About Wanda Thibodeaux Expertise Whether you need help with general organization, brainstorming, specific needs of MLA, APA, etc., content suggestions and comments, or proofreading, I can assist you! ESL students welcome!
Experience 1 year consultant at Central Michigan University Writing Center; three years experience as freelance copyeditor, writer, and consultant through business Web site, takingdictation.com; completion of McNair Scholars program
Publications itspopular.com, Music for the Love of It, Nth Degree Magazine
Education/Credentials Bachelor of Science, Bachelor of Music
Awards and Honors Central Michigan University Playwriting Contest winner, 2002
Past/Present Clients Rita Rizzo (Rizzo and Associates)
Stella Gimenez (Total Brand, Inc.)
Waleed Alsabhan (engineer, UK)
Anthony Oham (master's student)
Question I have revised part of a composition as follow. Please help me with your feedback.
Topic: What steps do you think need to be taken to reduce drug abuse? (150-180 words)
Paragraph 1:
Recently illegal drug abuse has become a serious problem around the world. It is terrible that people can get drugs almost anywhere. Even in some high schools. Students also can get drugs from their friends. If people become addicted to drugs, they will feel dizzy or disgusted for a long time. They cannot go to work, study or even take good care of themselves.
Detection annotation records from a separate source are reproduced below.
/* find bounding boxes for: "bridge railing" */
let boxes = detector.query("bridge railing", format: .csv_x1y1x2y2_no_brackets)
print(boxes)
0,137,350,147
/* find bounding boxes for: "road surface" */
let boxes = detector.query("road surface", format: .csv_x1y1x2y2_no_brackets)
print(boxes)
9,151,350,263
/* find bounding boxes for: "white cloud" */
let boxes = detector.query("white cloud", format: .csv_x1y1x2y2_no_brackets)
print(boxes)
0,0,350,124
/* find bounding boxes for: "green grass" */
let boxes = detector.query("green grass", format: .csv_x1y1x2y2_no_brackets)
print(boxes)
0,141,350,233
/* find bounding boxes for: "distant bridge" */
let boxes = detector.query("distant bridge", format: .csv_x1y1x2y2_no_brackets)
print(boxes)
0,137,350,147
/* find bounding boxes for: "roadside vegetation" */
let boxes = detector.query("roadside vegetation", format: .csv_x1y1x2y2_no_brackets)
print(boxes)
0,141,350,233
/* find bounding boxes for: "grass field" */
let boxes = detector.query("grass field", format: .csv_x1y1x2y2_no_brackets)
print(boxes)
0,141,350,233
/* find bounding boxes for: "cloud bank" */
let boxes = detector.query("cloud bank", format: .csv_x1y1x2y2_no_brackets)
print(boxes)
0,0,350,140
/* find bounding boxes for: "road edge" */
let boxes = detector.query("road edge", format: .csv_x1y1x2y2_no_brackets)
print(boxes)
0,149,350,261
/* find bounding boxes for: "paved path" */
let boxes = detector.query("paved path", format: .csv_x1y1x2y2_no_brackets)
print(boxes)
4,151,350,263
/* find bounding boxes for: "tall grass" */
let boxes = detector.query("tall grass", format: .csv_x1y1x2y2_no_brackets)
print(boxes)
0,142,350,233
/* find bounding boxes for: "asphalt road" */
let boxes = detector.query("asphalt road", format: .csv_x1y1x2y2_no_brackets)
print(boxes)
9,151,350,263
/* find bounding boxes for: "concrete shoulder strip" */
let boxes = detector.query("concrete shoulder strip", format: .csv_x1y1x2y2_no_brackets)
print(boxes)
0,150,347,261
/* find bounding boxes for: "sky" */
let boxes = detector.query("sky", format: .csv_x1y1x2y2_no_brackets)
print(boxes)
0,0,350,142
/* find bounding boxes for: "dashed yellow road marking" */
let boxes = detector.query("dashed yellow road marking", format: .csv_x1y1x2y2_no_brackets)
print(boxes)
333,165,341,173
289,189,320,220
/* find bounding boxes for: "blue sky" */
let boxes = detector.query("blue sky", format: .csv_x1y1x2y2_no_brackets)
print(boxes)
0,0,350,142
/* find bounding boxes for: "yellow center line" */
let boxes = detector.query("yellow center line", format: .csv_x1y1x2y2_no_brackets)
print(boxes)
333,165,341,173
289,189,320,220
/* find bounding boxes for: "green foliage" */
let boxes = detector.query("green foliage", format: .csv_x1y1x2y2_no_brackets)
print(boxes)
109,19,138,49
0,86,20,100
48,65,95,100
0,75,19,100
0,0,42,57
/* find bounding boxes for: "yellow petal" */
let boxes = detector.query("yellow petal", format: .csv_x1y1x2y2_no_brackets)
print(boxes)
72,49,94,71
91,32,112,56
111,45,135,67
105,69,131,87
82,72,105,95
The problem of drug abuse is a hot issue. As an educated person, I like discussing some ways to reduce the illegal drug abuse.
(1.)I have combined the second and third sentences as follow:
It is worrying that people can get drugs almost anywhere, and even high school students have easy access to drugs through their friends.
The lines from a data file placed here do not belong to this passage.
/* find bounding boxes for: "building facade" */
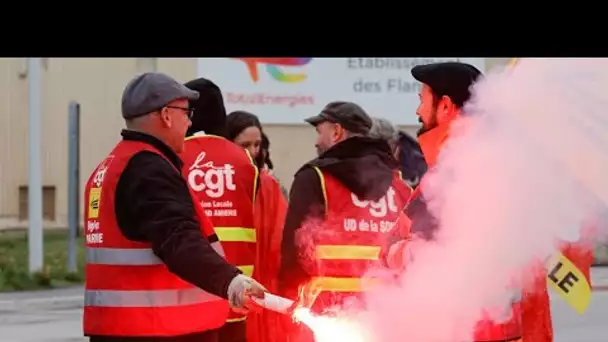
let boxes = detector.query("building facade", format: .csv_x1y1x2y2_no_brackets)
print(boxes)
0,58,508,229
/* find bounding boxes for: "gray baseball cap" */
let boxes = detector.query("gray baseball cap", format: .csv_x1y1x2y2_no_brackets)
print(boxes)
305,101,372,134
122,72,199,119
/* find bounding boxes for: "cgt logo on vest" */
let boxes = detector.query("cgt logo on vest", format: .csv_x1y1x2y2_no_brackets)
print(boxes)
350,186,399,218
86,220,103,245
188,151,236,198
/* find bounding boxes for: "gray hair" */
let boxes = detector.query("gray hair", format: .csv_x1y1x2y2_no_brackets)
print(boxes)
369,118,399,146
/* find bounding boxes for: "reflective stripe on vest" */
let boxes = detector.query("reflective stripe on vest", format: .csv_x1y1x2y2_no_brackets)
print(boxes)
310,277,384,292
84,288,217,308
215,227,256,242
310,245,382,292
87,242,224,266
215,227,257,323
315,245,380,260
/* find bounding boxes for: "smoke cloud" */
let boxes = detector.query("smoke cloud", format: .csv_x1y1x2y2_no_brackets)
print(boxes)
344,58,608,342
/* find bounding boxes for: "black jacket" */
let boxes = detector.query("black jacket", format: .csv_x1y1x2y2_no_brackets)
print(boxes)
93,130,241,342
399,132,427,188
279,137,399,298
Does the edited sentence sound better? Please give me your feedback and help me find better word choices. (“worrying” is better than “terrible” ?)
(2.)I Have edited the third and fourth sentences as follow:
When people become addicted to drugs, they will experience dizziness or nausea for a long time. Worse still, they cannot work, study or care for themselves.
( I think “when” is better than “if” and “nausea” is better than “disgusted”) Please give me your feed back.
(3.)
I have edited the last two sentences as follow:
Therefore, the problem of drug abuse is a pressing issue that requires urgent attention. As a member of society, I feel obliged to offer suggestions to reduce drug-related harm.
Please give me feedback.
Paragraph 2:
First of all, we should pay more attention to our education. At home, parents should be a good model and take more care of their children. They have to understand what characters, interests or thoughts that their children have. They give children right values and suitable behavior. Then children will model themselves after their parents.
4.
I have edited the second paragraph as follow. Please give me your feedback.
In general, parents, schools and societies should work together to prevent drug crimes. At home, parents should be role models of their children and take good care of them. They ought to understand their children’s characters, interests and thoughts and help them engage in healthy recreational activities. If parents instill good values in their children and influence their behavior through love and education, their children will model after them, thus stay away from drugs.
Answer 1) The edit is better to me, but use "troublesome" or "worrisome" rather than "worrying." (Worrying is a verb, while worrisome is an adjective.)
2) If you use "if" then the rest of the sentence must be conditional, too--you'd have to say, "then they MAY experience..." If you use when, this implies the consequences will happen no matter what--it's cause and effect. You should then say "When...they experience..." (no future tense). I agree that you should replace disgusted. Use nauseated, not nausea. Nausea is the noun (e.g., she has nausea) while nauseated is how you feel when you have nausea. :) It's an adjective.
3) I like the rewrite, as it conveys a better sense of urgency on the issue.
4) The rewrite is much better, mainly because you direct it back to the drug issue clearly.